I need to parse a json file which unfortunately for me, does not follow the prototype. I have two issues with the data, but i've already found a workaround for it so i'll just mention it at the end, maybe someone can help there as well.
所以我需要像這樣解析條目:
So i need to parse entries like this:
"Test":{
"entry":{
"Type":"Something"
},
"entry":{
"Type":"Something_Else"
}
}, ...
json 默認解析器更新字典,因此只使用最后一個條目.我也必須以某種方式存儲另一個,我不知道該怎么做.我還必須以它們在文件中出現的相同順序將鍵存儲在幾個字典中,這就是我使用 OrderedDict 這樣做的原因.它工作正常,所以如果有任何方法可以用重復的條目來擴展它,我將不勝感激.
The json default parser updates the dictionary and therfore uses only the last entry. I HAVE to somehow store the other one as well, and i have no idea how to do this. I also HAVE to store the keys in the several dictionaries in the same order they appear in the file, thats why i am using an OrderedDict to do so. it works fine, so if there is any way to expand this with the duplicate entries i'd be grateful.

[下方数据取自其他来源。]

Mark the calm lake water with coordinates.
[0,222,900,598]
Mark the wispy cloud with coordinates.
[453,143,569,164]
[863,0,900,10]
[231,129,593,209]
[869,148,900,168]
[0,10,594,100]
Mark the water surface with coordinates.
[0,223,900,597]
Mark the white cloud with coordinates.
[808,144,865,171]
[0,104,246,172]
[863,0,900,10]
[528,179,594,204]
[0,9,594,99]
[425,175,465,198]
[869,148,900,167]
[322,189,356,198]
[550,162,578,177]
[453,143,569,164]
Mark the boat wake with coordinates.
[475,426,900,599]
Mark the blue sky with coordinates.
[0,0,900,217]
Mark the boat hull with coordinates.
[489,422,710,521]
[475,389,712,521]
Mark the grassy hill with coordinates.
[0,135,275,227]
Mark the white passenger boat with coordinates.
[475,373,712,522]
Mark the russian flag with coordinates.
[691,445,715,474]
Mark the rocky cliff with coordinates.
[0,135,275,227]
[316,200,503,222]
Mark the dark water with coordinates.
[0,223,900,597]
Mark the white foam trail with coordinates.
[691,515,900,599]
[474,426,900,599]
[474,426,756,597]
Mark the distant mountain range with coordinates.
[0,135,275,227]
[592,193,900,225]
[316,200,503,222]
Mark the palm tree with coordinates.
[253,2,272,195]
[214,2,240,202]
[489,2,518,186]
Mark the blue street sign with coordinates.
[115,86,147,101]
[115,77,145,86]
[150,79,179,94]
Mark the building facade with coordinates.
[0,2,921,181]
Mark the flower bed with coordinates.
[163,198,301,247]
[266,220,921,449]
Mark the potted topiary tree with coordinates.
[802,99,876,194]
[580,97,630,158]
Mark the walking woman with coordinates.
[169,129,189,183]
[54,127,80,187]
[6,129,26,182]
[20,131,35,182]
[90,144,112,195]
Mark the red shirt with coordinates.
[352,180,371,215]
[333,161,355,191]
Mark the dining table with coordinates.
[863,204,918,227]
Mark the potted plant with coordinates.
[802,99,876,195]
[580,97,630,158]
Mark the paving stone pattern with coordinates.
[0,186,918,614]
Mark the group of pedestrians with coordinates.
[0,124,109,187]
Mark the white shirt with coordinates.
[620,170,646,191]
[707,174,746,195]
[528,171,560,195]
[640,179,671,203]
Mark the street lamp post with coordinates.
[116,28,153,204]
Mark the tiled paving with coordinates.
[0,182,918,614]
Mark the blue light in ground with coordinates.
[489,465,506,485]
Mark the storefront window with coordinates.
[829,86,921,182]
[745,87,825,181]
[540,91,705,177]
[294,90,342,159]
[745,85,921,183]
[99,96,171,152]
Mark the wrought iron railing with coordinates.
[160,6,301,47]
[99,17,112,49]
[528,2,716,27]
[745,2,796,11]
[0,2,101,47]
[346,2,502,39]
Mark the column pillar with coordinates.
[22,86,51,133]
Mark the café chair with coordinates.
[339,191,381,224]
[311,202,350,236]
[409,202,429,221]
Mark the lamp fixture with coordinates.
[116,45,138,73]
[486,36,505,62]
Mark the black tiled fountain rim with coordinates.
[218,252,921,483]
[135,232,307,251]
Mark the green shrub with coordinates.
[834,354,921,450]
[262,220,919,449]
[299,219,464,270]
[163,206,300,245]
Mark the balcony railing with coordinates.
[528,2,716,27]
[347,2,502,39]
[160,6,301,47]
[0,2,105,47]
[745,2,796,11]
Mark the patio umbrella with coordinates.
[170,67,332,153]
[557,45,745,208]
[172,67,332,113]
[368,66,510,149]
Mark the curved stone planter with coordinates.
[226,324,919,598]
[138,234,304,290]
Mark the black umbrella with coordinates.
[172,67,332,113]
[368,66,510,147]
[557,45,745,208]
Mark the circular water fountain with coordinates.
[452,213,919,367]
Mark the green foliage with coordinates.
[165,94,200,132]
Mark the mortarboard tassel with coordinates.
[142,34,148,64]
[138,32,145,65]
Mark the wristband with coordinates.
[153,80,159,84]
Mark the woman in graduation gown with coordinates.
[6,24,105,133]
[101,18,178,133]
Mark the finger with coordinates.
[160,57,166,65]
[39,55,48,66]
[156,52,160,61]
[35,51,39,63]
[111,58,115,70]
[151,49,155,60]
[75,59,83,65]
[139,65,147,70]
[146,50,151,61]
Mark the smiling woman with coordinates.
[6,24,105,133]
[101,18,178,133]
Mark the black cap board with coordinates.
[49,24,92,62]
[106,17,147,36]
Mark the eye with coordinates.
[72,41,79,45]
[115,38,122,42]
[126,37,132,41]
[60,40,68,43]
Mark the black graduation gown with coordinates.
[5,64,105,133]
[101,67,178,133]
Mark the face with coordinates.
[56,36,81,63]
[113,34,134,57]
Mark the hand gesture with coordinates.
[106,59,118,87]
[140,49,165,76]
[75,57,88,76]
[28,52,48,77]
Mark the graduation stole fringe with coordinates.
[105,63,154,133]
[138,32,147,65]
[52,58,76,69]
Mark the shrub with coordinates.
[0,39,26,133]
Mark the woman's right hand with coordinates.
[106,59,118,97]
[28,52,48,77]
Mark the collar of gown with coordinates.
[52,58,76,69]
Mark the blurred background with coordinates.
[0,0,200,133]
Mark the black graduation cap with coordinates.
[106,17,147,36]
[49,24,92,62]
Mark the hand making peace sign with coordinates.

我的第二個問題是這個相同的 json 文件包含這樣的條目:
My second issue is that this very same json file contains entries like that:
"Test":{
{
"Type":"Something"
}
}
Json.load() 函數在到達 json 文件中的該行時引發異常.我解決此問題的唯一方法是自己手動刪除內括號.
Json.load() function raises an exception when it reaches that line in the json file. The only way i worked around this was to manually remove the inner brackets myself.
提前致謝
推薦答案
您可以使用 JSONDecoder.object_pairs_hook
自定義 JSONDecoder
解碼對象.這個鉤子函數將傳遞一個 (key, value)
對的列表,你通常會對其進行一些處理,然后變成 dict
.
You can use JSONDecoder.object_pairs_hook
to customize how JSONDecoder
decodes objects. This hook function will be passed a list of (key, value)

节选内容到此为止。